Análisis

El déficit y el póquer del mentiroso

  • Hay que abordar de una vez que las elecciones de gasto hay que hacerlas en función de su eficacia y que las comunidades forman parte del Estado y tienen que asumir responsabilidades

ESTARÁN muchos lectores empezando a calibrar la rendición anual de cuentas ante el Estado -ya saben que los sevillanos tenemos una semana de prórroga-, y muchos de ellos harán uso de la nueva facilidad que nos ofrece la Agencia Tributaria, este "firme aquí" el saldo que le he calculado y hágalo desde su propio teléfono, no sin advertir que esa firma no cancela la responsabilidad, sino que es sólo un "de momento, por si averiguase algo más". No hay nada que objetar ante lo que ha progresado la Agencia, una de las más eficientes del mundo, en cuanto a lo de "sé dónde vives y cuánto ganas" y a las comodidades técnicas que ofrece para que cumplamos con nuestra responsabilidad como súbditos o ciudadanos (sobre qué somos tengo dudas). Pero resistiéndome, ingenuamente, a ser sólo un súbdito fiscal he adquirido la mala costumbre de preguntarme por los destinos de los dineros públicos y los criterios con los que se haya decidido tal o cual gasto. Mi ingenuidad me ha llevado incluso a interesarme por el cumplimiento del mandato constitucional de equidad, economía y eficiencia en la ejecución del gasto público, tras haber aprendido durante mis estudios aquello de que la ciencia económica -acéptenme lo de ciencia- trata de la asignación de recursos escasos entre diferentes alternativas. Pero pueden imaginarse la asimetría en la que me encuentro: El Estado lo sabe todo de mí y yo sólo sé de él lo que tiene a bien contarme. Aunque le reconozco los esfuerzos de mejora, por ejemplo los relativos al coste efectivo de los servicios públicos municipales, entre otros.

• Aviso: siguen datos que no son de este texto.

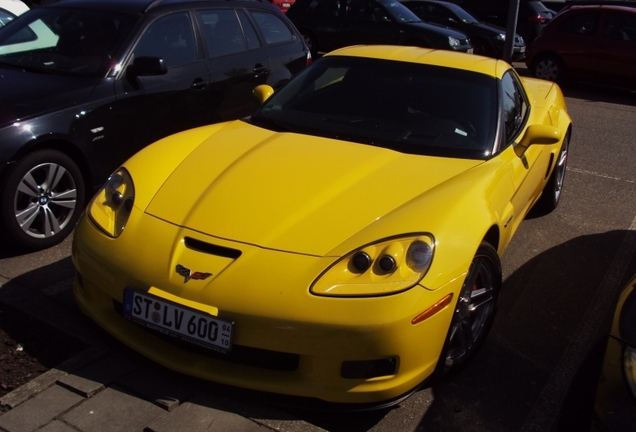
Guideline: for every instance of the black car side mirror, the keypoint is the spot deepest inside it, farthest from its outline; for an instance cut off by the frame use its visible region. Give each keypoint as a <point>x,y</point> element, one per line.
<point>148,66</point>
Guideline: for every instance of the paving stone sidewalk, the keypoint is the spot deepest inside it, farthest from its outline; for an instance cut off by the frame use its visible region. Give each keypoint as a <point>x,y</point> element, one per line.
<point>108,388</point>
<point>101,391</point>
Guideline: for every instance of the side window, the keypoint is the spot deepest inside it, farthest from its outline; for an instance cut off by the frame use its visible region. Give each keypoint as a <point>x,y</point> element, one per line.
<point>359,10</point>
<point>514,105</point>
<point>170,37</point>
<point>250,32</point>
<point>273,29</point>
<point>222,32</point>
<point>326,7</point>
<point>620,27</point>
<point>584,23</point>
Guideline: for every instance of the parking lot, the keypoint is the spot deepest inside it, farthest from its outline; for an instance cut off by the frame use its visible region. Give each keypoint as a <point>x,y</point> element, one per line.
<point>539,366</point>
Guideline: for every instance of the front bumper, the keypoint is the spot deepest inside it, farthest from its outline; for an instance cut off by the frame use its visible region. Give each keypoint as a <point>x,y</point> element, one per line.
<point>307,339</point>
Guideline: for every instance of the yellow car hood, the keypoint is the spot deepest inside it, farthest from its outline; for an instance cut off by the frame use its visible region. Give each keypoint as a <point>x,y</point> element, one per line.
<point>292,192</point>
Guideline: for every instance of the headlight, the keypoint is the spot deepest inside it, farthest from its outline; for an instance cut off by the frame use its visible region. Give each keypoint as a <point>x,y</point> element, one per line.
<point>453,42</point>
<point>111,207</point>
<point>381,268</point>
<point>629,368</point>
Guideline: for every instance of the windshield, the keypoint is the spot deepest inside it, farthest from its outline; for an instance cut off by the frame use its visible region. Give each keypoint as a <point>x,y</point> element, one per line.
<point>61,40</point>
<point>398,11</point>
<point>462,14</point>
<point>407,107</point>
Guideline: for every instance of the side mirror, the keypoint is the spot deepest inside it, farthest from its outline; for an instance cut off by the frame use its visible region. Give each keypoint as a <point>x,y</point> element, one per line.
<point>537,135</point>
<point>262,92</point>
<point>149,66</point>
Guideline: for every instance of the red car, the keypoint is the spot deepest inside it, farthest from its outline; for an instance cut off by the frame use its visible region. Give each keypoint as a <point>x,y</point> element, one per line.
<point>596,43</point>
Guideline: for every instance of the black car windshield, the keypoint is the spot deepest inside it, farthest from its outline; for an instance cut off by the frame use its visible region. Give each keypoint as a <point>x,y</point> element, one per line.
<point>398,11</point>
<point>62,40</point>
<point>407,107</point>
<point>462,14</point>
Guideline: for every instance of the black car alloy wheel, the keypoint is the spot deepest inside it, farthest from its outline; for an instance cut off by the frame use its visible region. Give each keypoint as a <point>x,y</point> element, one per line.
<point>42,198</point>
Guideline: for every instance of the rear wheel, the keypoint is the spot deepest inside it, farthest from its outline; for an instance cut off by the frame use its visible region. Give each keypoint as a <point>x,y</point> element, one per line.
<point>474,311</point>
<point>551,195</point>
<point>42,197</point>
<point>549,67</point>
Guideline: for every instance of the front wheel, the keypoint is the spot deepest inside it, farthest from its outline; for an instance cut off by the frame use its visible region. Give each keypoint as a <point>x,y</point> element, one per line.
<point>474,311</point>
<point>42,197</point>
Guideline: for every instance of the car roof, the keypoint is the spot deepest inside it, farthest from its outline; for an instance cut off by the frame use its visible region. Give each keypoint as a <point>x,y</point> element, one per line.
<point>444,58</point>
<point>133,6</point>
<point>583,7</point>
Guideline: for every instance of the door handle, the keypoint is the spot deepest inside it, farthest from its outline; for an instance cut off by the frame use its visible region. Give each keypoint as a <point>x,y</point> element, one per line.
<point>198,84</point>
<point>260,69</point>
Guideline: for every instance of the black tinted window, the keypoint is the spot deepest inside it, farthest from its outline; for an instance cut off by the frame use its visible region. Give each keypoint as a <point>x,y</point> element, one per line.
<point>273,29</point>
<point>65,40</point>
<point>250,33</point>
<point>222,32</point>
<point>171,38</point>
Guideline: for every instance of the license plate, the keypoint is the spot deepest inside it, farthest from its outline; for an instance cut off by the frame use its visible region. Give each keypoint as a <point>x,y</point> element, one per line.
<point>178,321</point>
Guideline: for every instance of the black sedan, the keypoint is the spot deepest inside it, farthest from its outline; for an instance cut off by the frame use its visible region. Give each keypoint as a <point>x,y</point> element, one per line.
<point>330,24</point>
<point>487,39</point>
<point>85,84</point>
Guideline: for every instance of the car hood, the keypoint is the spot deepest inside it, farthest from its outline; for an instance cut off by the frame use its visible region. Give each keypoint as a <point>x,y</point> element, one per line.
<point>27,94</point>
<point>293,192</point>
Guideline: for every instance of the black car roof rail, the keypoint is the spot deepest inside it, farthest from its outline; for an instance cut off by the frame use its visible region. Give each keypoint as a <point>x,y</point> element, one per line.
<point>155,3</point>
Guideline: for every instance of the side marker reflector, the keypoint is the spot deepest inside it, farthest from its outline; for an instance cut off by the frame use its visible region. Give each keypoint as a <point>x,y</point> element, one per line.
<point>433,309</point>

No tengo por qué tener dudas -y no las tengo- de que el gasto se ejecuta con arreglo al principio de presupuestación universal y de que en la inmensa mayoría de los casos su ejecución cumple con lo ordenado en la Ley de contratos del sector público, o en las normas propias de contratación debidamente aprobadas de las agencias, empresas y organismos autónomos. Soy muy consciente de que los malos procederes afectan sólo a una parte minúscula y cada vez menor del gasto público de nuestro país, por noticiosas que sean las malas conductas, y soy consciente también de que la malversación de caudales públicos es un delito penado de una forma cada vez más efectiva. Pero no encuentro una forma efectiva de satisfacer mi curiosidad sobre el porqué de las decisiones de asignación del gasto público y no creo, como ciudadano, que el Estado tenga más derecho a saber de mis ingresos que yo de sus gastos, salvo los reservados por ley.

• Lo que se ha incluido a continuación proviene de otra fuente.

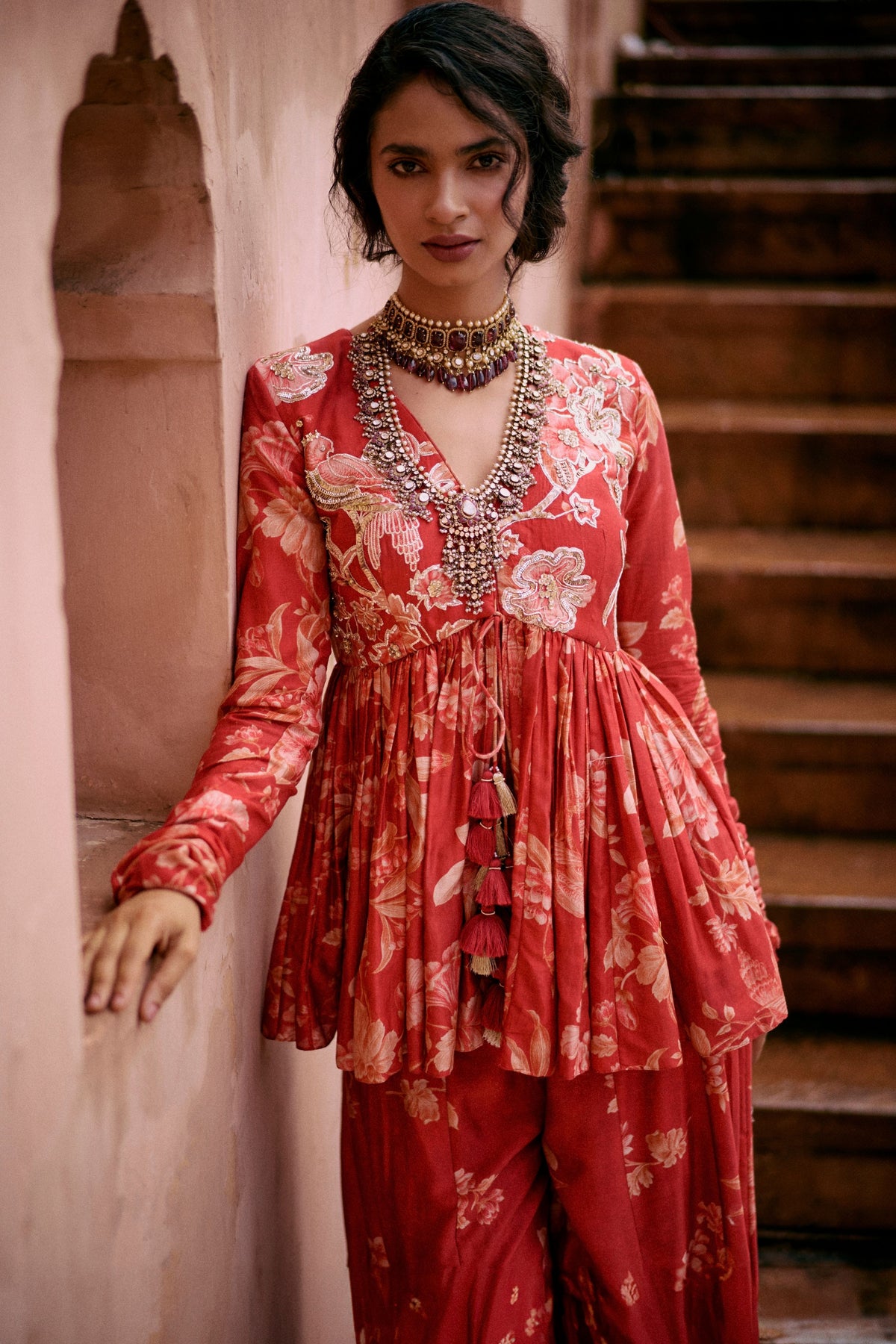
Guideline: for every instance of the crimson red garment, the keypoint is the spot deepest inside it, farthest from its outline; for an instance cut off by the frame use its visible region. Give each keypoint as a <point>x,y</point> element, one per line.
<point>635,910</point>
<point>452,1239</point>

Comprenderán que con estas insanas inquietudes, me haya visto sorprendido por el descubrimiento de que el reino de España haya sobrepasado el nivel máximo de déficit público al que se había comprometido con las autoridades europeas. Mi sorpresa no es debida a que el exceso desvelado vaya a afectar a nuestro funcionamiento económico, que no lo hará, sino porque el límite fijado era un compromiso firmemente asumido y defendido por el Gobierno. Y la sorpresa muta en bochorno cuando recuerdo que, hace unos meses, nuestros mandatarios desacreditaron vivamente las advertencias del comisario Moscovici acerca de las evidencias de nuestro incumplimiento. El comisario levantó el farol en el póquer del mentiroso, pero se le obligó a tapar de nuevo los dados. O sea, los datos.

Ya saben el resto de la historia. Asumida la desviación, el Ministerio de Hacienda ha procedido a centrifugar las responsabilidades y la corrección del déficit, señalando obligaciones de indisponibilidad de créditos presupuestarios a varias comunidades autónomas - un 2% del presupuesto en el caso de la Junta de Andalucía- y reteniendo las transferencias a alguna que otra, asumiendo el pago directo a los proveedores que no habían sido atendidos aún a pesar de la financiación excepcional al efecto.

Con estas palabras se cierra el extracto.